The Sino-Russian rapprochement dates back to the mid-1990s, when (Yevgeny) Primakov became Russian chancellor. It was deepened with the 2001 agreement and the creation of the OCX. Since then, cooperation has advanced at various levels, from the energy sector to involvement in various diplomatic arrangements, such as BRICS and OCX, among others. Currently, Russia and China are the nucleus of Eurasian integration, as well as the main axis to oppose the hegemon’s (US) policies. Thus, the Sino-US rivalry is, without a doubt, the engine of contemporary international dynamics.
We have entered the third decade of the 21st century with China surpassing the US in the number of registered patents, accounting for 28% of manufactured products in the world, being the main trading partner of 130 countries and the main engine of the global economy. Will the 21st century be Asian?
There is no doubt that the geoeconomic epicenter has already shifted to East Asia, after five centuries of domination by the North Atlantic. This is measurable through the most variable indicators, from GDP growth to the distribution of the largest ports in the world.
I have been working with the hypothesis of the reaffirmation of a synocentric system as the basis for regional integration and this as a support for China’s global projection. Now boosted by the New Silk Road, a kind of Chinese globalization project, whose investments are transforming the regional reality and taking on global contours.
It is urgent to rethink a national development project
China is Brazil’s great commercial partner, being the main buyer of iron ore, crude oil, meat and cereals. However, contradictorily, the Bolsonaro government maintains constant tension, which has already included diplomatic aggression, with our biggest client in the foreign market. Is Brazil missing the train of history again?

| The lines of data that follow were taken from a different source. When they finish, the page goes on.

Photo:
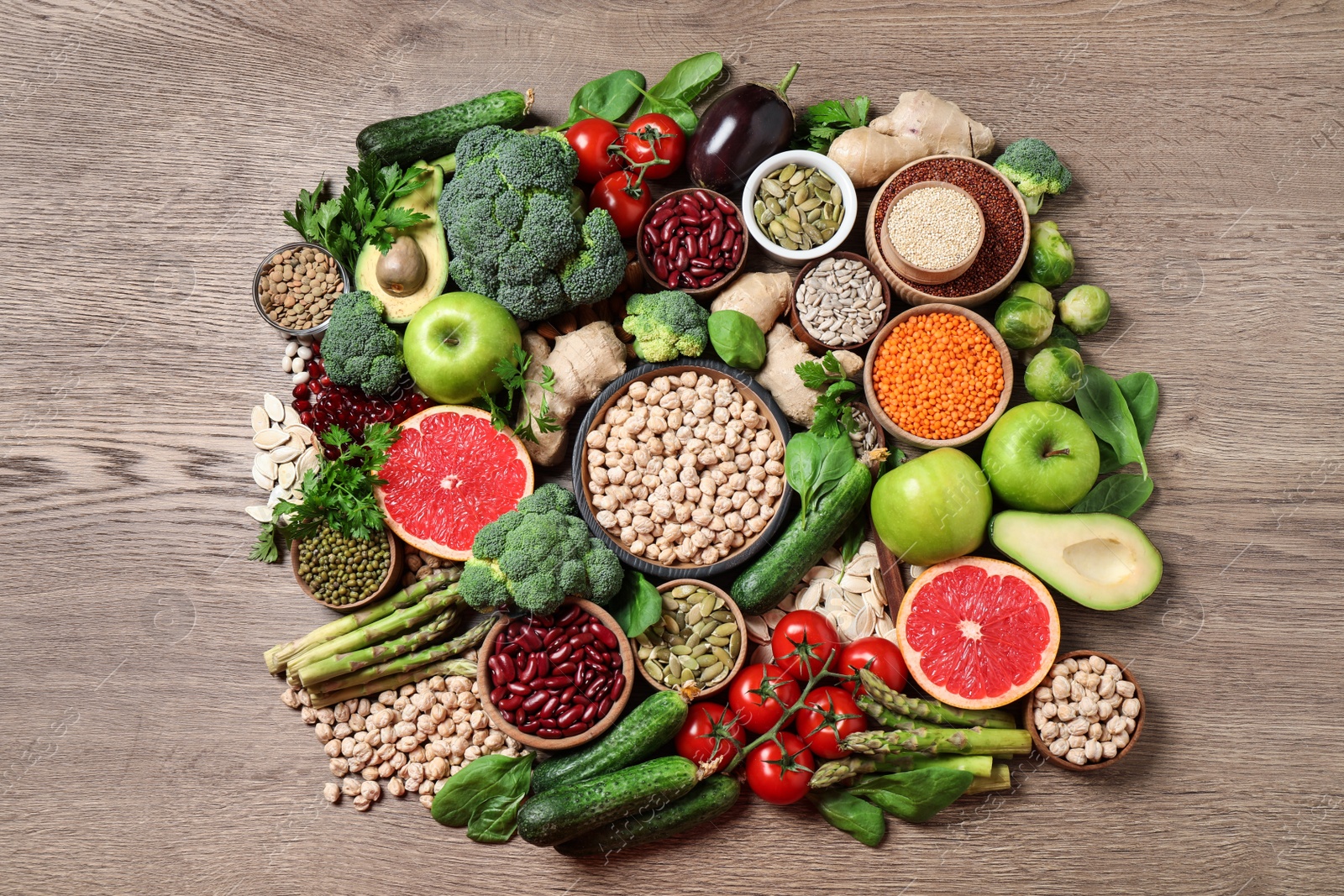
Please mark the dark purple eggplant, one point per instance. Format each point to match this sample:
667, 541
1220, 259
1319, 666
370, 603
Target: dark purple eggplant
738, 132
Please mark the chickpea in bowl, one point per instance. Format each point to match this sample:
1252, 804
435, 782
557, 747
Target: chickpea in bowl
682, 468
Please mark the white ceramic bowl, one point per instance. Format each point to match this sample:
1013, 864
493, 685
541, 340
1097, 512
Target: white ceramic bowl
803, 159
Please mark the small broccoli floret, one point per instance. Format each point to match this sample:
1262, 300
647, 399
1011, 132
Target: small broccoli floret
667, 324
549, 497
605, 573
515, 231
483, 586
537, 555
360, 348
598, 269
1037, 170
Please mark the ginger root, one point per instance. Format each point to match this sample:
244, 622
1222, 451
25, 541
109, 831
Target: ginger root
584, 362
763, 297
920, 125
783, 352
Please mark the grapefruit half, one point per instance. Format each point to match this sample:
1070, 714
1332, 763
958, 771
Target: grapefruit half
449, 474
978, 633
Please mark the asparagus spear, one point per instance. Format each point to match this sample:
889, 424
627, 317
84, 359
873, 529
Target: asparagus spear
885, 716
391, 683
279, 656
998, 779
343, 664
837, 772
941, 741
842, 770
932, 710
407, 663
390, 626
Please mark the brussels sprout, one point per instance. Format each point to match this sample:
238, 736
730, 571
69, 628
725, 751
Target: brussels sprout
1035, 291
1023, 322
737, 338
1085, 309
1050, 261
1059, 338
1054, 375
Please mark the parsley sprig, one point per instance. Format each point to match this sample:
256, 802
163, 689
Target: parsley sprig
827, 120
833, 416
533, 421
365, 211
339, 495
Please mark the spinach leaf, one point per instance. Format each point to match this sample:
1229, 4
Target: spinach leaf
606, 97
495, 820
837, 459
1106, 412
916, 795
484, 797
1121, 495
682, 86
857, 817
1140, 391
815, 465
689, 80
801, 464
638, 605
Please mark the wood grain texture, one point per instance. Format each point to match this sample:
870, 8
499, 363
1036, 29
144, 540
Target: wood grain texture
148, 149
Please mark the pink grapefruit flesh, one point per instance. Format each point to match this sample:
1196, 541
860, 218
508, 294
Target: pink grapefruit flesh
449, 474
978, 633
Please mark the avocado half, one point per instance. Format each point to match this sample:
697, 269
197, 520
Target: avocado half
1100, 560
432, 244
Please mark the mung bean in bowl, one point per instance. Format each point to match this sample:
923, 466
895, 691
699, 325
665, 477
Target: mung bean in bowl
817, 206
343, 573
699, 642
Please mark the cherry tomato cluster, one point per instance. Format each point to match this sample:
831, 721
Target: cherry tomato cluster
617, 164
804, 644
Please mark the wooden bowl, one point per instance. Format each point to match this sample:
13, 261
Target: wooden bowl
1028, 715
887, 423
386, 586
551, 745
609, 396
929, 275
796, 322
647, 264
911, 291
743, 627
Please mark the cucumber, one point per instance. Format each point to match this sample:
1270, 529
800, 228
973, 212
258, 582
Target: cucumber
711, 799
436, 134
564, 813
644, 730
770, 578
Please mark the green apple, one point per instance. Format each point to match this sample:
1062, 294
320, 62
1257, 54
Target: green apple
1041, 457
932, 508
454, 344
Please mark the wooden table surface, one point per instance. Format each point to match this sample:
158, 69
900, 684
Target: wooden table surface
148, 150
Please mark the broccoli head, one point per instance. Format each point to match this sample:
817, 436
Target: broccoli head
1037, 170
360, 348
511, 222
667, 324
537, 555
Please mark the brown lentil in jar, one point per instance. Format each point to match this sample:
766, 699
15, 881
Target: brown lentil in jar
1005, 226
299, 286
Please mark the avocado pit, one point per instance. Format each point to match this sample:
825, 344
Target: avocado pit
402, 269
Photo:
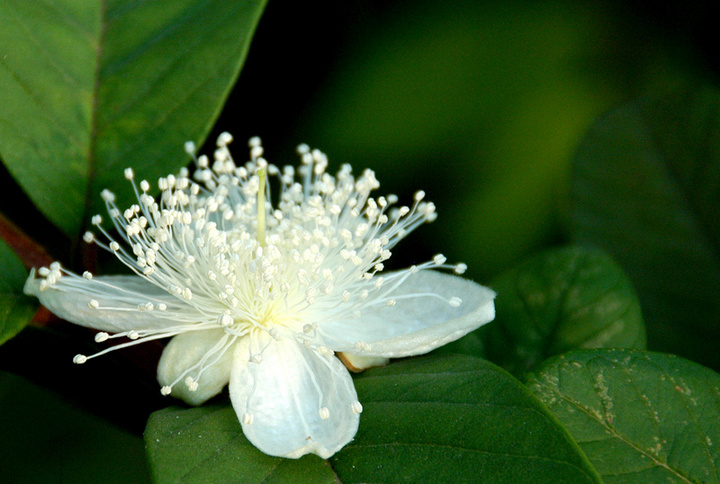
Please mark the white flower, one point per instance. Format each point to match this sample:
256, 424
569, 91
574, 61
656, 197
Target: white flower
266, 298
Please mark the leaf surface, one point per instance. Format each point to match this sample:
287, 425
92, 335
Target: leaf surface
90, 88
455, 419
559, 300
646, 188
640, 417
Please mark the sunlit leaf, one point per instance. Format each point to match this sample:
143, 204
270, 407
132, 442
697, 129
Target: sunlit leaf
640, 417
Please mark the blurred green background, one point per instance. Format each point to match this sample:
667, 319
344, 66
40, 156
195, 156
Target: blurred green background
480, 104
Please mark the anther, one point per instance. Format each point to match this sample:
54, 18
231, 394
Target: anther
455, 302
225, 320
102, 336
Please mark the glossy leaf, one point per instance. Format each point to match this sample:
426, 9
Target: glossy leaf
455, 419
560, 300
646, 188
90, 88
16, 309
640, 417
206, 444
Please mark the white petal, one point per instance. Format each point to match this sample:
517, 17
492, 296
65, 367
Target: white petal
70, 297
186, 351
282, 399
415, 324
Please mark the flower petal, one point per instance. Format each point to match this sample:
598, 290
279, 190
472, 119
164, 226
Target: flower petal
294, 401
71, 296
417, 323
183, 356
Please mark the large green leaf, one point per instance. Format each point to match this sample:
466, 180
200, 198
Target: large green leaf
16, 309
646, 188
640, 417
90, 88
560, 300
455, 419
206, 444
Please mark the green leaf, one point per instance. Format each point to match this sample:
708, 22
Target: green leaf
560, 300
646, 188
640, 417
206, 444
16, 309
90, 88
455, 419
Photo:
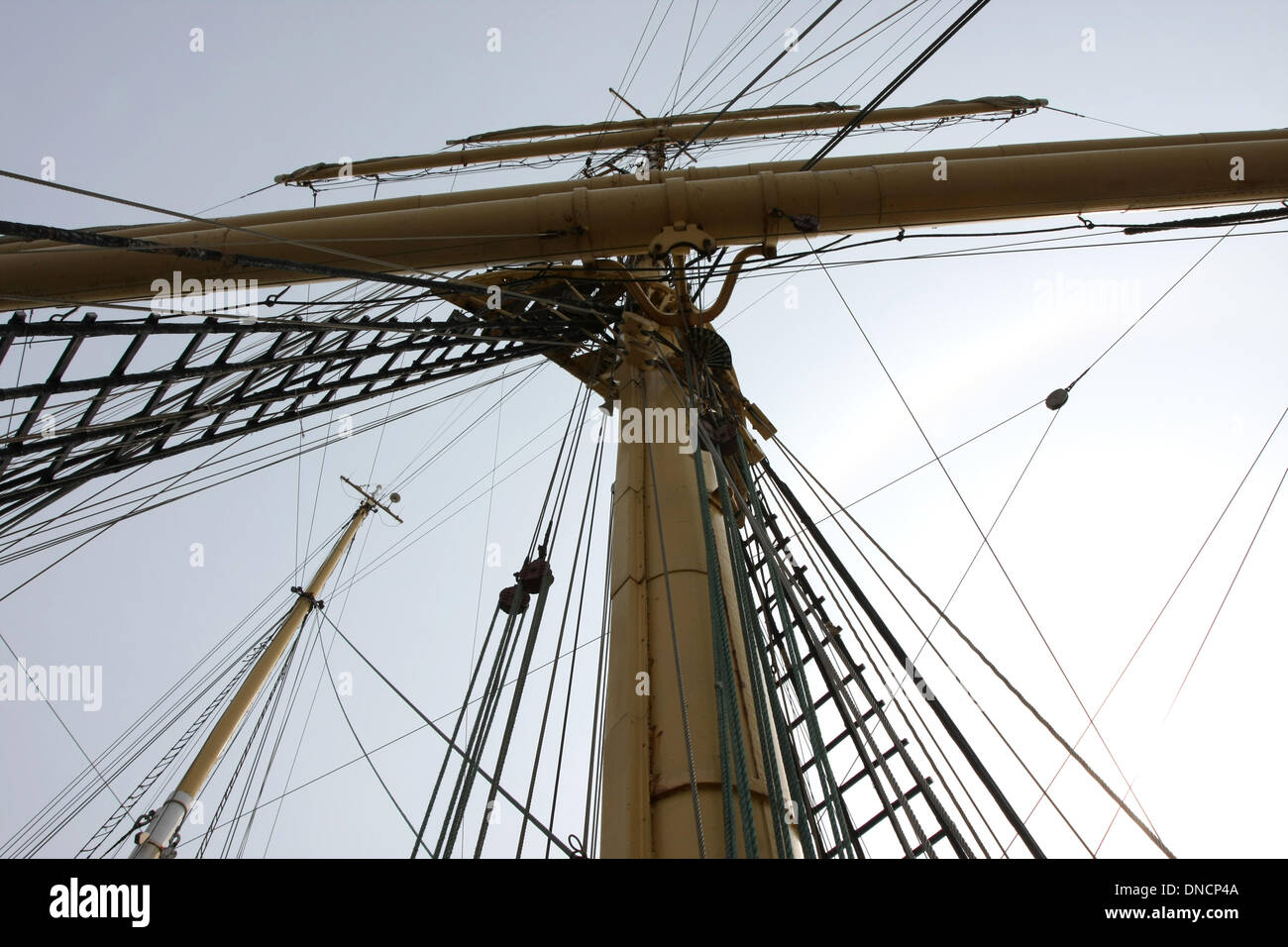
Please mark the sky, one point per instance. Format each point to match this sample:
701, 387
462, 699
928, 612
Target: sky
1119, 497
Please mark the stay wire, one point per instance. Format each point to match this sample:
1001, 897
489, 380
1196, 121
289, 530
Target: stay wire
1006, 682
980, 531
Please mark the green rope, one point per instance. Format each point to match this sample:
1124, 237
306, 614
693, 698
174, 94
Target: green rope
832, 799
748, 620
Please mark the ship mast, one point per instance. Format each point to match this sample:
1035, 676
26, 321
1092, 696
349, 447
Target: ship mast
674, 586
159, 840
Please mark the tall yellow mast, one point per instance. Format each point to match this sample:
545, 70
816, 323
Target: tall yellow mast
660, 553
159, 839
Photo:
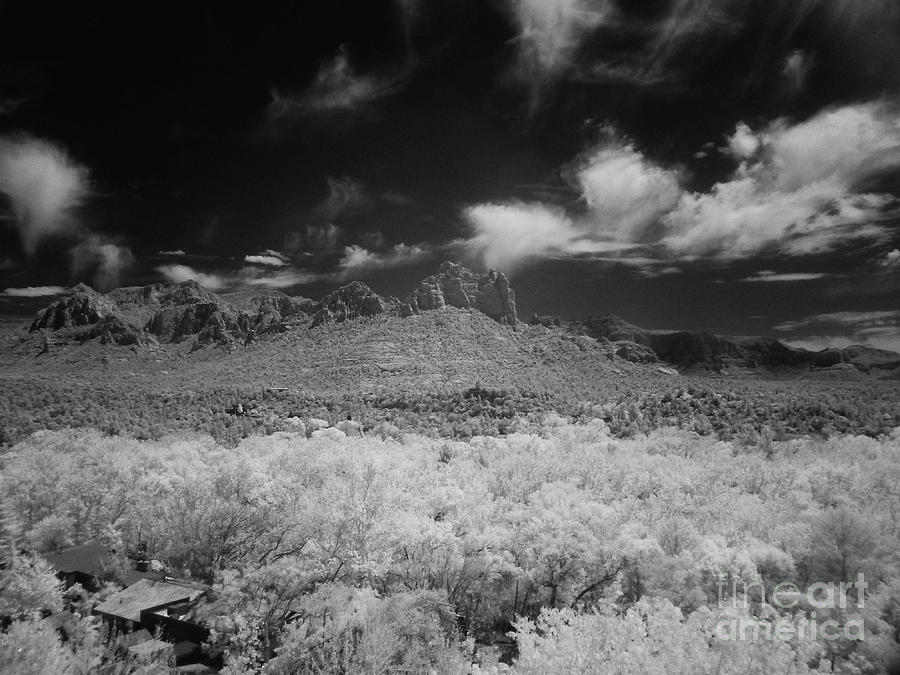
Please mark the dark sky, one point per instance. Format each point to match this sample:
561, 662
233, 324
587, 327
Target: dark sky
727, 165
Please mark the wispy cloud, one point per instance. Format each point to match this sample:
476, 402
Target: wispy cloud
506, 235
855, 319
878, 328
799, 190
346, 196
796, 188
773, 277
313, 241
337, 89
624, 191
181, 273
268, 258
102, 260
891, 259
33, 291
550, 34
247, 276
44, 186
358, 260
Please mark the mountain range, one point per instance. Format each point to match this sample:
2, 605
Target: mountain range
187, 312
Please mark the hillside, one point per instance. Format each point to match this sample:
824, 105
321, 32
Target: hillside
699, 352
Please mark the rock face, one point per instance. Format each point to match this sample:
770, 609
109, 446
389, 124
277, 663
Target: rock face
166, 313
352, 301
83, 306
458, 286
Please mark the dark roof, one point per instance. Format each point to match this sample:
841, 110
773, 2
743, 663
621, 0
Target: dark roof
127, 640
147, 594
87, 559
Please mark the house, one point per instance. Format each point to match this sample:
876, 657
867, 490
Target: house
163, 608
165, 604
88, 564
84, 564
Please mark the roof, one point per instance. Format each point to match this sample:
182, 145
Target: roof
147, 594
150, 648
88, 559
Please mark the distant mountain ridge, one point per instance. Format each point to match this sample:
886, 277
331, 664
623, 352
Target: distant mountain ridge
176, 312
186, 311
701, 351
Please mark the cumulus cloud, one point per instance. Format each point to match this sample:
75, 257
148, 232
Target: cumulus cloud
624, 191
797, 190
44, 186
104, 261
624, 195
506, 235
336, 89
181, 273
33, 291
743, 143
359, 260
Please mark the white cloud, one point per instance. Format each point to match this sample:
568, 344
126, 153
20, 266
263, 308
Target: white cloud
44, 186
313, 240
624, 191
346, 196
769, 276
505, 235
265, 259
181, 273
246, 276
105, 261
743, 143
337, 88
891, 259
33, 291
359, 260
795, 71
856, 319
550, 33
875, 328
799, 192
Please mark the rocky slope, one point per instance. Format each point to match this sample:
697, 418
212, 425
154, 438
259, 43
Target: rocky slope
348, 302
179, 312
457, 286
168, 313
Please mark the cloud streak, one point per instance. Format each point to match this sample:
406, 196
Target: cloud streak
358, 260
44, 186
33, 291
252, 276
768, 276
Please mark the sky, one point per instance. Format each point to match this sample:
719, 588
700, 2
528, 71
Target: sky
722, 165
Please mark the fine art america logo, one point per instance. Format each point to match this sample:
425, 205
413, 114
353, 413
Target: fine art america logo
813, 614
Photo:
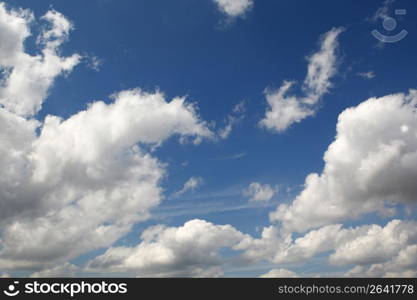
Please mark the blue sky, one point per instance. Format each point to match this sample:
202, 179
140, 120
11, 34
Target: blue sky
219, 61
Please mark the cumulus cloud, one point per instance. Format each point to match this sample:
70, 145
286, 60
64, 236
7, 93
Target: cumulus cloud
367, 75
402, 265
391, 246
283, 109
191, 250
257, 192
86, 181
238, 113
69, 186
280, 273
28, 78
369, 167
234, 8
190, 185
61, 271
382, 11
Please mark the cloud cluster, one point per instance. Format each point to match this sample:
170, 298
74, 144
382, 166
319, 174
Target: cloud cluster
234, 8
370, 166
190, 185
28, 77
60, 271
283, 109
71, 186
238, 113
191, 250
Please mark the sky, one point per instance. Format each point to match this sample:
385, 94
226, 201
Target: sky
210, 138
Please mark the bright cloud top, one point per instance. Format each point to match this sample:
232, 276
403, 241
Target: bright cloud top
284, 110
371, 165
81, 183
191, 250
257, 192
190, 185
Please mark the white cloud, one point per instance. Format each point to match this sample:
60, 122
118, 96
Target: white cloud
234, 8
94, 62
81, 183
28, 78
280, 273
370, 166
61, 271
377, 244
284, 110
191, 250
382, 11
367, 75
392, 246
259, 192
238, 113
86, 182
190, 185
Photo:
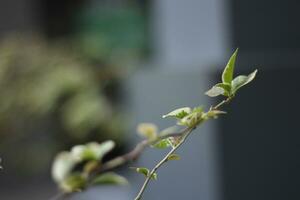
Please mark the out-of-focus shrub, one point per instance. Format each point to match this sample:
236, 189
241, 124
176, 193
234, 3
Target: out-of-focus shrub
51, 97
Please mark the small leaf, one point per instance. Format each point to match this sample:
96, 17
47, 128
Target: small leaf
110, 178
92, 151
73, 183
154, 176
62, 166
213, 114
179, 113
174, 157
162, 144
147, 130
229, 69
215, 91
174, 141
143, 170
193, 119
242, 80
90, 166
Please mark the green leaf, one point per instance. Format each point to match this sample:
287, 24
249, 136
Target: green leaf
174, 157
229, 69
73, 183
213, 114
92, 151
143, 170
154, 176
215, 91
147, 130
179, 113
62, 166
193, 119
162, 144
110, 178
241, 81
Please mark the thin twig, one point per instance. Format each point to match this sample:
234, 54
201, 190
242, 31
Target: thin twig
160, 163
186, 133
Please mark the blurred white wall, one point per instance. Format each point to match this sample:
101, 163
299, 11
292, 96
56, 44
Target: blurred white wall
189, 34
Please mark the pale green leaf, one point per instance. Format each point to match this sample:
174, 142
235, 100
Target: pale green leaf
215, 91
213, 114
73, 183
110, 178
62, 166
162, 144
147, 130
227, 75
174, 157
179, 113
92, 151
154, 176
241, 81
193, 119
143, 170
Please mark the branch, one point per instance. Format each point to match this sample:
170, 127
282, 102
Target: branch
186, 133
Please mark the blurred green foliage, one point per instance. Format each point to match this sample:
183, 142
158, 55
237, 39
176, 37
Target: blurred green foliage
52, 97
112, 33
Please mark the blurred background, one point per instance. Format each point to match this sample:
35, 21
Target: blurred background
90, 70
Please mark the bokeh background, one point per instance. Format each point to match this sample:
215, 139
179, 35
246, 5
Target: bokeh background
90, 70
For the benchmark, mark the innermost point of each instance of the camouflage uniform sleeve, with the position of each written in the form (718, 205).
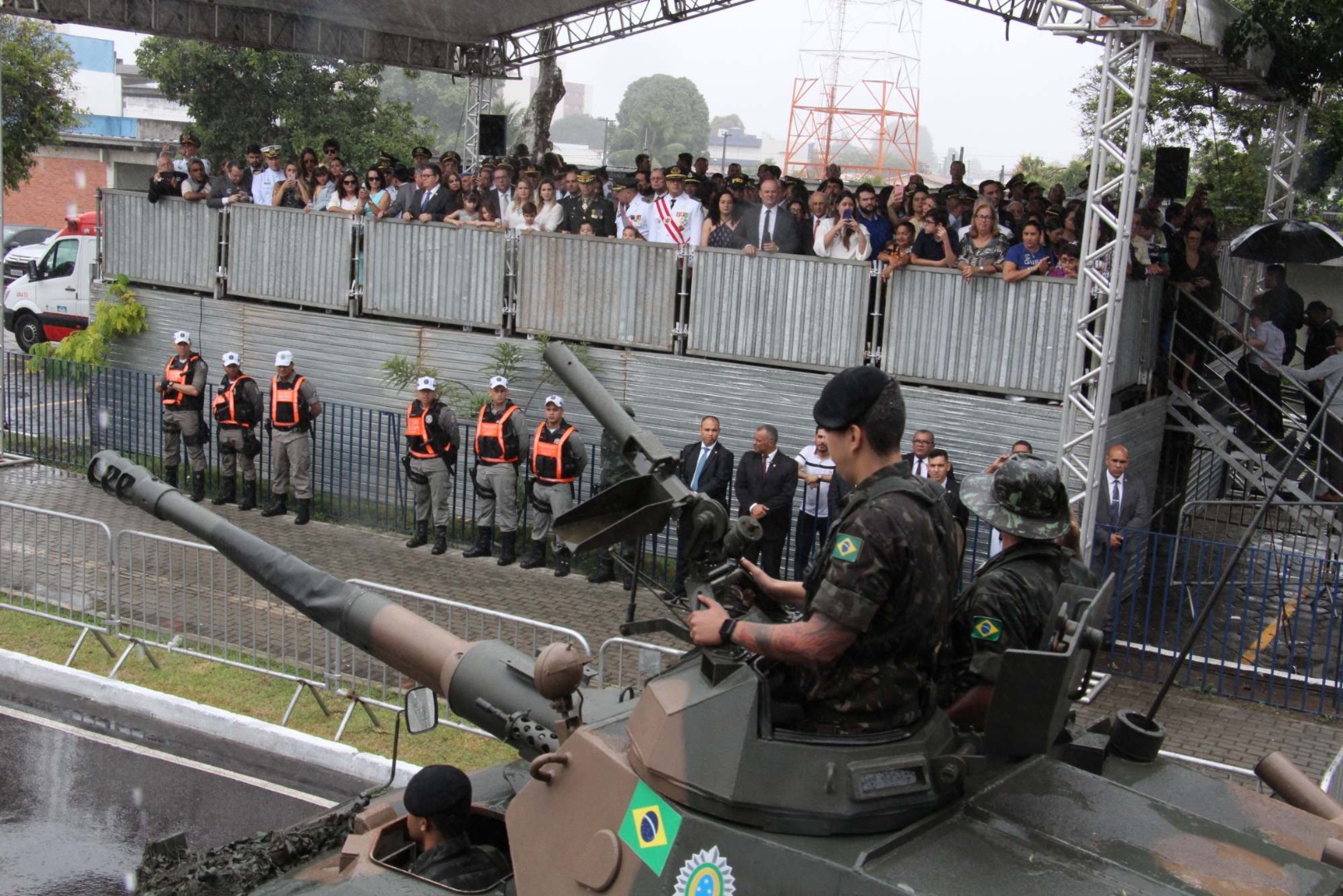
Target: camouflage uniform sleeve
(864, 564)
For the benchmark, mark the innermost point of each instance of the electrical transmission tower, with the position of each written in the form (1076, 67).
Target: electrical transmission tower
(856, 100)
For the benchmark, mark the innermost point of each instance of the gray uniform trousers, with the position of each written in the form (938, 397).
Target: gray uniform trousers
(559, 497)
(503, 480)
(436, 494)
(292, 462)
(231, 461)
(182, 426)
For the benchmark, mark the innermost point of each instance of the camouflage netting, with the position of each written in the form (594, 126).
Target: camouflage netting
(246, 864)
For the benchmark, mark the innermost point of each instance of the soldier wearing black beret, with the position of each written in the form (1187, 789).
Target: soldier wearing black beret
(438, 806)
(874, 599)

Despite the anti-Chinese rhetoric of eminent figures in the Bolsonaro government, since 2018 China’s participation has only increased as a destination for Brazilian exports, now surpassing a third of the total. Nor were the efforts to align with Trump enough to reverse this trend. On the contrary, the share of the US as a destination for our exports dropped by around 50%. This distribution of Brazilian foreign trade makes the disjunction between the current government’s ideological preferences and the linkage of economic forces increasingly unsustainable. In addition to the government’s declarations not echoing material interests, the pressure from internal groups in defense of their commercial interests increases.
The bottom line, however, is another. It is urgent to rethink a national development project in light of these systemic changes. The moment is one of confusion. Sectors on the right follow an anachronistic neoliberal project (part of it with its head in Miami, although the pocket increasingly depends on Shanghai), already discredited in much of the world and, more recently, buried by the gigantic Biden Plan. Sectors of the left clashed on agendas centered on recognition, completely abandoning the comprehensive vision of the national question. All this in the midst of a gigantic systemic and civilizational change, obstructing the necessary advances for the realization of far-reaching national interests.
Bolsonaro, in this sense, does not only act at odds with global opportunities and challenges. It breaks with State policies and with the diplomatic standard of Itamaraty, whose permanence crossed governments of the most varied shades. The country, in this sense, more than ever needs to find itself again.